Enfin, voici l’homme, le politique et le roi peints par l’historien anglais Macaulay :

« Non content d’être son premier ministre, Frédéric voulut devenir son seul ministre. Il n’eut jamais besoin, nous ne dirons pas d’un Richelieu ou d’un Mazarin, mais même d’un Colbert, d’un Louvois ou d’un Torcy. Une sorte de passion insatiable pour le travail, te besoin qu’il éprouvait sans cesse d’ordonner, de se mêler de tout, de faire sentir son pouvoir, le mépris profond et la méfiance que lui inspiraient ses semblables, l’empêchèrent toujours de demander des conseils, de confier des secrets importants, de déléguer des pouvoirs étendus. Les premiers fonctionnaires de l’État étaient sous son gouvernement de simples commis, auxquels il n’accordait pas la confiance dont jouissent d’ordinaire de bons serviteurs. Il resta son propre trésorier, son commandant en chef, son intendant des travaux publics, son ministre du commerce et de la justice, son ministre de l’intérieur et des affaires étrangères, son maître de cavalerie, son intendant, son chambellan… Il ne pouvait pas tolérer une autre volonté que la sienne dans le gouvernement de l’État. Il ne voulait, pour l’aider, que des commis qui eussent seulement l’intelligence de traduire, de copier, de déchiffrer ses griffonnages et de donner une forme officielle à ses réponses laconiques. En fait de talents naturels et d’instruction, il n’en exigeait pas plus d’un secrétaire du cabinet que d’une presse lithographique ou d’une machine à copier. »
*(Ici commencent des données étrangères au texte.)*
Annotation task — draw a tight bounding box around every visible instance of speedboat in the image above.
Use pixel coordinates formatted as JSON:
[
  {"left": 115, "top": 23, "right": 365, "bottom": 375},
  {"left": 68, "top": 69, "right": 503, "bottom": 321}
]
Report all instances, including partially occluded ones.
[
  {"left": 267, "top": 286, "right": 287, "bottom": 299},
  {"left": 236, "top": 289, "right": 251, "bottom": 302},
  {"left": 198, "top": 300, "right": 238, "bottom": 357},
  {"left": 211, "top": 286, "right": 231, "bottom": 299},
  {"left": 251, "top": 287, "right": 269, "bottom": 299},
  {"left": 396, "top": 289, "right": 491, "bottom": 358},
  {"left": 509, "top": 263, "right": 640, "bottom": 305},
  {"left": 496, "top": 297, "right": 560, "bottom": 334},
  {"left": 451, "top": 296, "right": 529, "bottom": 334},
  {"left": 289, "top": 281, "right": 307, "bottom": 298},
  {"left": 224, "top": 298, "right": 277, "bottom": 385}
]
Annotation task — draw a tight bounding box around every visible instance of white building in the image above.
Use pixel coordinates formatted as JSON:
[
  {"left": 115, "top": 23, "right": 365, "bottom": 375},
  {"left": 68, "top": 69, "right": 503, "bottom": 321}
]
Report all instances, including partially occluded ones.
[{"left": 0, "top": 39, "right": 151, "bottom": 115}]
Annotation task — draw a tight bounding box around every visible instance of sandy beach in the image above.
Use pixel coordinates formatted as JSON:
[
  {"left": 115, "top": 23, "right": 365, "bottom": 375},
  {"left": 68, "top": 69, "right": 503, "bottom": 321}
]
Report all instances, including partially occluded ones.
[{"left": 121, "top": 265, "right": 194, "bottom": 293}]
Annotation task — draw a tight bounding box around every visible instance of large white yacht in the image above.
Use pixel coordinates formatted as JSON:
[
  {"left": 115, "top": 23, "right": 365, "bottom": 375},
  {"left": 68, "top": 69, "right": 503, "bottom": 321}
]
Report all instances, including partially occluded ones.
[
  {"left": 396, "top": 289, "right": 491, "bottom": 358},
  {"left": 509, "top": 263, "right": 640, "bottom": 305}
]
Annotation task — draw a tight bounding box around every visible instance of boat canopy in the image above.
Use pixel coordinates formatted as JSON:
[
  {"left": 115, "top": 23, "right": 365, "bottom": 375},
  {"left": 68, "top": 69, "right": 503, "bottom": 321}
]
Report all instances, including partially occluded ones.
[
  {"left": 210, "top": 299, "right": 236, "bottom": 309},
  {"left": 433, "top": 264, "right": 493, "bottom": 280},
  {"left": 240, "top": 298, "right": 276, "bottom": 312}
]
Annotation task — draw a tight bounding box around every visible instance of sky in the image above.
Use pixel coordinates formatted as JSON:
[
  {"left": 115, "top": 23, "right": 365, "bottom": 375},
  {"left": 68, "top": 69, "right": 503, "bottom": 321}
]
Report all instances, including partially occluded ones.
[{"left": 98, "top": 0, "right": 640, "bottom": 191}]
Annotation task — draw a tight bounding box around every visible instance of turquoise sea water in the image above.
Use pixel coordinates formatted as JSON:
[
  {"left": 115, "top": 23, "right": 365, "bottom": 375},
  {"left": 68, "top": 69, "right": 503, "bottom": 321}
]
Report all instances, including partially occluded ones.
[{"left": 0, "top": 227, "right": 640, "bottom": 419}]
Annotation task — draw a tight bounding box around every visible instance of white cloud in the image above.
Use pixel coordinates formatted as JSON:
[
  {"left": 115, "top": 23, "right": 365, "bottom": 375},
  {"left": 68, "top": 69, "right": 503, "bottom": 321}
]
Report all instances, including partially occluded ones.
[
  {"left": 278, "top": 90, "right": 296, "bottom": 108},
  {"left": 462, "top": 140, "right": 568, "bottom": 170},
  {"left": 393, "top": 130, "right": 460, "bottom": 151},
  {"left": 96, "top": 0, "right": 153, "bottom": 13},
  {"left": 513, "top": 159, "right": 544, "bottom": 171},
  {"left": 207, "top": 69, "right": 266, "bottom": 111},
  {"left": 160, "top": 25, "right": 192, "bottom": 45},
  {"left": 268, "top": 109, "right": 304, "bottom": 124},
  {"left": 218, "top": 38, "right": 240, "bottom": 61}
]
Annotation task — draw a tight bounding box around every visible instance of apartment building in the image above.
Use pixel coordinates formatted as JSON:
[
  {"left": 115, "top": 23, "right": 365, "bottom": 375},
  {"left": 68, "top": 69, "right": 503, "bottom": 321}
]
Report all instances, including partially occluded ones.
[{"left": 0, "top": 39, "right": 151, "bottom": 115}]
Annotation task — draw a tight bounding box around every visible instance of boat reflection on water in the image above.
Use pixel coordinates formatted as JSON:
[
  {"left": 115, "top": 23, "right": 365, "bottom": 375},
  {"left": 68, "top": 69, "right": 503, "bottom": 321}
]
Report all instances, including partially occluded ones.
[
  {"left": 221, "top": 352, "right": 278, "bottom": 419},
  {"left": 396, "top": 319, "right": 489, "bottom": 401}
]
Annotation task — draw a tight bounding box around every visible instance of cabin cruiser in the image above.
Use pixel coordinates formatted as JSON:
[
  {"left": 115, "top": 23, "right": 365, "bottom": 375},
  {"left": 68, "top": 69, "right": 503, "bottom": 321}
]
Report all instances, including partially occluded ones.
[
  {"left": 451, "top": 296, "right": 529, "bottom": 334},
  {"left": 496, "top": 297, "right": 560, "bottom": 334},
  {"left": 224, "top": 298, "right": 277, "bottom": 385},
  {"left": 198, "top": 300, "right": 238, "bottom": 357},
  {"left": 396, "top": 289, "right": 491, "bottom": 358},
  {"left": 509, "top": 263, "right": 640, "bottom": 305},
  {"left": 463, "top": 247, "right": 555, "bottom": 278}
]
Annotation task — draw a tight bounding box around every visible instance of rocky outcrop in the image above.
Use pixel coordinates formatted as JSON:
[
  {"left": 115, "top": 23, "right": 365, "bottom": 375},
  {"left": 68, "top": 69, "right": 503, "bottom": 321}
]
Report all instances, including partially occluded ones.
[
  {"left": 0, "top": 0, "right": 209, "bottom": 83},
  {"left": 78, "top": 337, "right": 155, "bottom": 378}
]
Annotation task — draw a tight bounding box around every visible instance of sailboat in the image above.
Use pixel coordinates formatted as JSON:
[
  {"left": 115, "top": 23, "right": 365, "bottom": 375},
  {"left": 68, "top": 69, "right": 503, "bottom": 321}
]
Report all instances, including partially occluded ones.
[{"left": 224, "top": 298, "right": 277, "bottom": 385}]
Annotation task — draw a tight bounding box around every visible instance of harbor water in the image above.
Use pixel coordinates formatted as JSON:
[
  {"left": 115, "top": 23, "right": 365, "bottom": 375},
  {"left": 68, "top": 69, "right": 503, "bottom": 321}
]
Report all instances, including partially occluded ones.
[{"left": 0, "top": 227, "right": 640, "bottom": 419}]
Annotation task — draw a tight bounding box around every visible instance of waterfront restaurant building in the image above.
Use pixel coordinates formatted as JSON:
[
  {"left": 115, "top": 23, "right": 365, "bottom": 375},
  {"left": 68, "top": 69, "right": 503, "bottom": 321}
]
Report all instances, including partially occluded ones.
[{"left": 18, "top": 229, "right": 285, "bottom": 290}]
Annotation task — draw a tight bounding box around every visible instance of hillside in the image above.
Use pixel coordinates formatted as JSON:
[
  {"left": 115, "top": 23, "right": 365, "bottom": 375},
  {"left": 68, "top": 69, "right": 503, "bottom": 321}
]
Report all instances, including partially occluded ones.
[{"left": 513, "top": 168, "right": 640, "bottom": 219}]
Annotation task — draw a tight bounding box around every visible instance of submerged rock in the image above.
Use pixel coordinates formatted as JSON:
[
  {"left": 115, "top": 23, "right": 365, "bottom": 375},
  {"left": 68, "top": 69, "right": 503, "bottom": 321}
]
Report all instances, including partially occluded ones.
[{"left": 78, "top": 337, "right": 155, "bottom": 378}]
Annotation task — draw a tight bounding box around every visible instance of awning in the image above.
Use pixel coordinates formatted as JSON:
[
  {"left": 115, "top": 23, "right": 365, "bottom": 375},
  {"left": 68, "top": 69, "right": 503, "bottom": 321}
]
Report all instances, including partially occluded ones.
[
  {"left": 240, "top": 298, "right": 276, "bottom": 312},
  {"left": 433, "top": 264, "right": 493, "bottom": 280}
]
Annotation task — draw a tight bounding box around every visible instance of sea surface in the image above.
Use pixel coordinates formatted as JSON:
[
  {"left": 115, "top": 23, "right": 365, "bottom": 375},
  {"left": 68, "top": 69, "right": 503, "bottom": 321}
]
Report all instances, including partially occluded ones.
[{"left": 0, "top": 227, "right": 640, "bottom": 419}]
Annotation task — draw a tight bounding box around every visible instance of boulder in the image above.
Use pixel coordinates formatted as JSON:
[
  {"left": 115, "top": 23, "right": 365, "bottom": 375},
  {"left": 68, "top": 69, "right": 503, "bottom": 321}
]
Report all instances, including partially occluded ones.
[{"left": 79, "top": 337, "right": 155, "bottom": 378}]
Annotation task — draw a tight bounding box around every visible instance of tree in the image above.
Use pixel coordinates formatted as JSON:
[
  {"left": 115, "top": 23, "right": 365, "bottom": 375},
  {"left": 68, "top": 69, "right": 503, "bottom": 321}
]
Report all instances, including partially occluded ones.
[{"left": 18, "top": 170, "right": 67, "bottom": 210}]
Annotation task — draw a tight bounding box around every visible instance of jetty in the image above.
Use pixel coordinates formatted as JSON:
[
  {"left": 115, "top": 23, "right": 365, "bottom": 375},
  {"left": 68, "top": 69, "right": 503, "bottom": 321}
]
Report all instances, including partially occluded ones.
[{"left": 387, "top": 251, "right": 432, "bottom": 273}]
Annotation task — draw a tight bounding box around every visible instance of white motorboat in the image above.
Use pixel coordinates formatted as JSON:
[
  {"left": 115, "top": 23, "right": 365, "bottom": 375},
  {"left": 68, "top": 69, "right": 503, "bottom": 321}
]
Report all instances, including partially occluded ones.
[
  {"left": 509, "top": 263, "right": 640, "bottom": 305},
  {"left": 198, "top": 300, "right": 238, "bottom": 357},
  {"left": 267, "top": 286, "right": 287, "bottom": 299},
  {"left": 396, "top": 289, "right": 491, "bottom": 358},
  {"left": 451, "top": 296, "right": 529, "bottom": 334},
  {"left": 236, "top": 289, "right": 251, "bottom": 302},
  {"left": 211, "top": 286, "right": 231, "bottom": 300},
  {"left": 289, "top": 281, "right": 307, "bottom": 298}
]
Outre l’Anti-Machinvel, Frédéric a composé des poésies françaises qui sont restées médiocres, malgré les retouches de Voltaire, ainsi qu’un grand nombre d’écrits en prose, également dans notre langue, comme nous l’avons dit, et qui ont une véritable supériorité. « En parcourant la colossale édition de ses œuvres, on reconnaît avec tous les critiques, les Villemain et les Sainte-Beuve, ce que le libre esprit des Diderot et des d’Alembert disait sans flatterie : c’est un grand écrivain, excellent prosateur, net, simple, mâle, d’étonnant sérieux, qui, même en face de Voltaire, dans ses très-belles lettres se soutient avec dignité. » (Michelet.)

« C’est un écrivain du plus grand caractère, dont la trempe n’est qu’à lui, mais qui, par l’habitude et le tour de la pensée, tient à la fois de Polybe, de Lucrèce et de Bayle. » (Sainte-Beuve.)

Plusieurs éditions des œuvres de Frédéric ont été publiées à diverses époques ; lui-même a réuni plusieurs de ses ouvrages sous le titre d’Œuvres du philosophe de Sans-Souci (on sait qu’il aimait à prendre ce titre). Le gouvernement de Berlin a commencé en 184G la publication de deux éditions, dont l’une, monumentale et splendide, n’a pas moins de 30 vol. in-4o.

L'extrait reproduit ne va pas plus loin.